Bleak House 2-19
Tonight's installment, which continued to dwell on varying shades of black whenever possible, also spent more time rapidly cutting between scenes in different geographical locations and temporal moments. As a way of translating the novel's infamously interlocking plotlines into visual form, this procedure was serviceable enough; I think we could all do without the bizarre transitions, however.
I'm not sure how I feel about the episode's handling of Jarndyce's proposal. In the novel, Jarndyce proposes by letter, not in person, and there's a full two weeks between the letter and Esther's affirmative response. Davies preserves the essential content of Jarndyce's letter (which, in the novel, we only know through Esther's paraphrase), but I think he was in error to up the emotional stakes as he does. Esther's decision in the novel, which rests painfully on her sense of obligation--"To devote my life to his happiness was to thank him poorly, and what had I wished for the other night but some new means of thanking him?" (ch. 44)--is all the more melancholy for the physical distance between her and Jarndyce. And the novel's Jarndyce is preternaturally calm about the whole affair, so much so that the conclusion doesn't come as much of a surprise. Moreover, by accelerating the speed at which Esther accepts the proposal, Davies escalates the actually non-existent passion--something he then abruptly tones down again in the dialogue that follows, which spells out Esther's utter lack of romantic attraction to Jarndyce in excruciating detail. Dickens achieves the same effect, with rather more economy, in the chapter's final sentence: "I put my two arms around his neck and kissed him; and he said was this the mistress of Bleak House; and I said yes; and it made no difference presently, and we all went out together, and I said nothing to my precious pet about it" (ch. 44). What ought to be a "something" turns out to be "nothing."

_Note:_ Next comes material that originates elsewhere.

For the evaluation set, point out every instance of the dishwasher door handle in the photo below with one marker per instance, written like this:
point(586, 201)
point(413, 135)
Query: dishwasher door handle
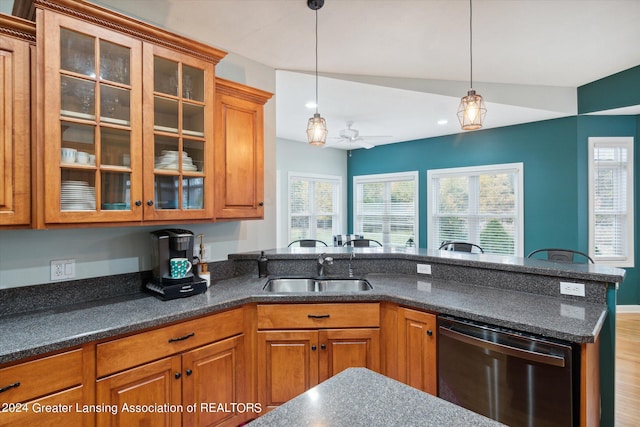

Speaking of preserving Dickens' text, I'm also not sure that taking the narrator's famous excursus on Jo's death and handing it over to Jarndyce was the best idea. It's not really in character, to begin with, and it's even less in character for the miniseries' Jarndyce; the language sits awkwardly with his other dialogue. (Why was everybody hanging about Jo's deathbed, anyway? In the novel, it's just Woodcourt.)